[Quote] For all we know, a Covenant energy projector will do squat to ST ships and a photon torpedo will punch out a Covenant battlecruiser in one shot. You can't do a meaningful comparison that way. [Unquote]
Will I well do some math here on Covenant plasma torpedos at full power (aka, no Forerunner relics etc. forcing them to hold back) at Jericho VII.
Glassing of Jericho VII, Prologue of Halo: The Fall of Reach, P. 8.
What we know about the scene:
The Master Cheif "watched the planet for an hour" from the UNSC Resolute's bridge. During that time: "Three dozen Covenant ships--big ones, destroyers and cruisers--winked into view in the system. They were sleek, looking more like sharks than star craft. Their lateral lines brightened with plasma--then discharged and rained fire down upon Jericho VII."
"The planet's lakes, rivers, and oceans vaporized."

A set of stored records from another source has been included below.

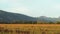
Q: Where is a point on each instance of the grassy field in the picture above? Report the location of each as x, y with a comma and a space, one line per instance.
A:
29, 28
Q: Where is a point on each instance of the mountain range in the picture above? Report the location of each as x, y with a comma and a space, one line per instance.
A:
8, 17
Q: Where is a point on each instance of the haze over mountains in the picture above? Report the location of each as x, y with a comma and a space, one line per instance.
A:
8, 17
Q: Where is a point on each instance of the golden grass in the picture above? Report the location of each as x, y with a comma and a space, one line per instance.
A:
34, 28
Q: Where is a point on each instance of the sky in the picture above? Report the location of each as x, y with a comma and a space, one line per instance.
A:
34, 8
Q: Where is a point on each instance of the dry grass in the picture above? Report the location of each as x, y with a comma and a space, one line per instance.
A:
34, 28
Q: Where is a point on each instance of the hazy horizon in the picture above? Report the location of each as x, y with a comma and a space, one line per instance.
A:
34, 8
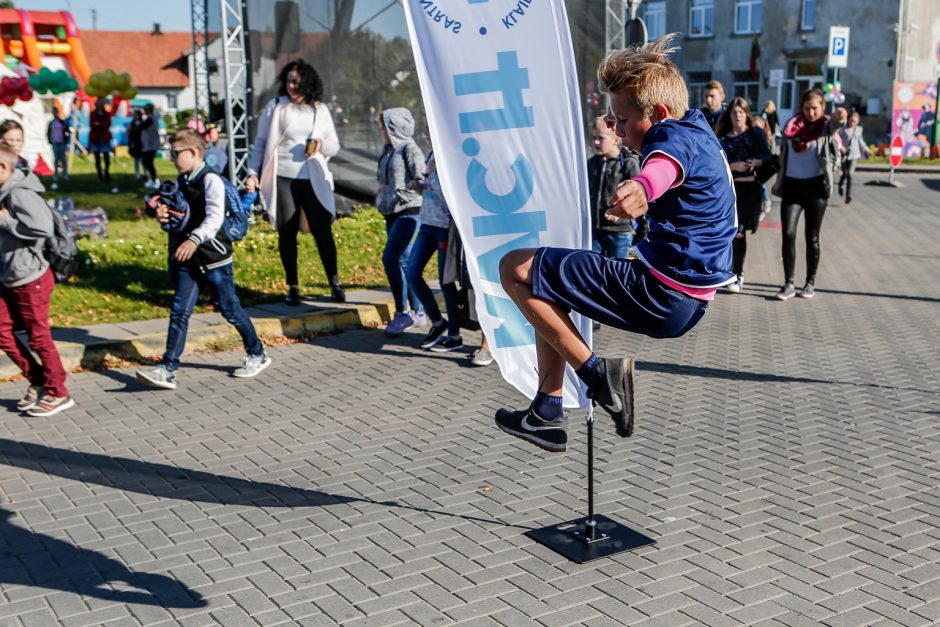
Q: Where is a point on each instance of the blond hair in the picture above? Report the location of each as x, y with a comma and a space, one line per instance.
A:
188, 138
647, 76
8, 155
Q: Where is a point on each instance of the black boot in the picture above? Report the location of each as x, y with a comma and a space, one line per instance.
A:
336, 291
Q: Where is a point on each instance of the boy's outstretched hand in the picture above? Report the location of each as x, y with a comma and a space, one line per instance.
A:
628, 202
185, 250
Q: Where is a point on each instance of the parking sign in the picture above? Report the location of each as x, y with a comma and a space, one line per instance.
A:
838, 46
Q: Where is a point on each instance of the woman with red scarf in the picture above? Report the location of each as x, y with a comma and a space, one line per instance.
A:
807, 164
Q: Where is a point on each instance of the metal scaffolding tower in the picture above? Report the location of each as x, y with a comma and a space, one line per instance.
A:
236, 74
615, 23
199, 10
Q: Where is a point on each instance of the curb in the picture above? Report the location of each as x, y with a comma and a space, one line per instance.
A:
322, 318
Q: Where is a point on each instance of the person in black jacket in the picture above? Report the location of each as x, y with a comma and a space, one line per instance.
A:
747, 148
200, 254
59, 134
607, 168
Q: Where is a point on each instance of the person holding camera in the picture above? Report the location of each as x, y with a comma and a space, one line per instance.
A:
289, 164
747, 149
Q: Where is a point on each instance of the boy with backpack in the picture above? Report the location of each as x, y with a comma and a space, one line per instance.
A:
199, 220
26, 286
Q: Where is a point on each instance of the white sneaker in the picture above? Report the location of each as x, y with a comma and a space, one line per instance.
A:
253, 365
481, 357
158, 377
419, 318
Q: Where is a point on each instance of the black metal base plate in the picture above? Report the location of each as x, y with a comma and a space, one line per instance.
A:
568, 539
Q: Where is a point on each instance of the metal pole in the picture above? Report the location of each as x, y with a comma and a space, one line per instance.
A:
936, 112
590, 525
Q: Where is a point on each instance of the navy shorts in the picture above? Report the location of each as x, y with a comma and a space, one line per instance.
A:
620, 293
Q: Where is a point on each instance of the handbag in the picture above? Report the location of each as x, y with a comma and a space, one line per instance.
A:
767, 169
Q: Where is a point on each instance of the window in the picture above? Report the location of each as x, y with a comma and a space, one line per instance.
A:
748, 16
655, 18
808, 15
746, 87
697, 82
702, 18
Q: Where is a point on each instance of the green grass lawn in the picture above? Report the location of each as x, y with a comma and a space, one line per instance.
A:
124, 277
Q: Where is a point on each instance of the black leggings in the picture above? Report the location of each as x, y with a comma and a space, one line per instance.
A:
291, 194
106, 174
799, 195
749, 196
147, 158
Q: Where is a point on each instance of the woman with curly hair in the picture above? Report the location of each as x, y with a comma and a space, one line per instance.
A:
807, 166
747, 149
289, 164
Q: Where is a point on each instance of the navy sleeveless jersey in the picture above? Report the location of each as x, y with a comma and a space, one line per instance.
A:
691, 225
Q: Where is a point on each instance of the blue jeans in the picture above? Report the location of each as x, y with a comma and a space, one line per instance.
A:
612, 243
400, 230
431, 238
186, 283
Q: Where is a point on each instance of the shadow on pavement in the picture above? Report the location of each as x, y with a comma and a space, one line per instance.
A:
926, 299
762, 377
165, 481
35, 559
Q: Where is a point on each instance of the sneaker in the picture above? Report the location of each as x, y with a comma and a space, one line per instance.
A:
158, 377
399, 323
435, 334
481, 357
551, 435
786, 292
615, 394
49, 405
33, 392
252, 366
447, 344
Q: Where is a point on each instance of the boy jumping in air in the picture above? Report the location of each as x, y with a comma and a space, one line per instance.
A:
685, 185
200, 255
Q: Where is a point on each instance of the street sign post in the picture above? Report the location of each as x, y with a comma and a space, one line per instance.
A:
838, 46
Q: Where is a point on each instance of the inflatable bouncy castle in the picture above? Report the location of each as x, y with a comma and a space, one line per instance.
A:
43, 39
29, 42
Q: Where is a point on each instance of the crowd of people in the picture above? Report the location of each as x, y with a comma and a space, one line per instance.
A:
289, 167
805, 155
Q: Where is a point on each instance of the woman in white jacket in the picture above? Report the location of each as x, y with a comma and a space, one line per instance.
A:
295, 140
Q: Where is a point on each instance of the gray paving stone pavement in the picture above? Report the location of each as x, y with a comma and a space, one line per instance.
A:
786, 462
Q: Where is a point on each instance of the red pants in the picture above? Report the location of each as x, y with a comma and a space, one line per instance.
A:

"Fields and forests were glassy smooth and glowing red-hot in patches."
We also know that "By tomorrow, the atmosphere would boil away, too." But we don't know the exact timeframe other then being around 12 hours given what we know from the other pages before this one.
Calc: We know the water in the oceans were vapourised in an hour by three dozen ships to ferive a firepower output value for these ships.
General assumptions: Jericho is similar to Earth (likely given that it is refer to as a "paradise") and so has around the same mass of oceans as Earth: 1.35 x 10^21kg. Average ocean temperature is 20 degrees celcius.
Low end assumptions: we well only take into account the effects of the attack on the oceans. Any effect on the lakes, rivers, fields, and forest mentioned are not included (so the actual value should be higher than this). The glassing took the full hour (so we ignore the time taken for the Covenant ships to reach the planet).
Data: latent heat vaporisation of water: 2260 J g^-1 =2260000 J kg^-1
Specific heat capacity of water: 4.1813 J g^-1 K^-1 = 4181.3 J kg ^-1
Calculations: total energy required to elevate 1kg of water from 20 degrees C to 100 degrees C, and then vapourise: 2260000 + 4181.3 * 80 = 2.5945 x 10^6 J kg^-1
Total mass of water in the oceans is 1.35 x 10^21kg
Total energy expended to vapourise oceans: 1.35 x 10^21 * 2.5945 x 10^6 = 3.50 x 10^27 J per hour per 36 ships. So power output = 2.70 x 10^22 W per ship.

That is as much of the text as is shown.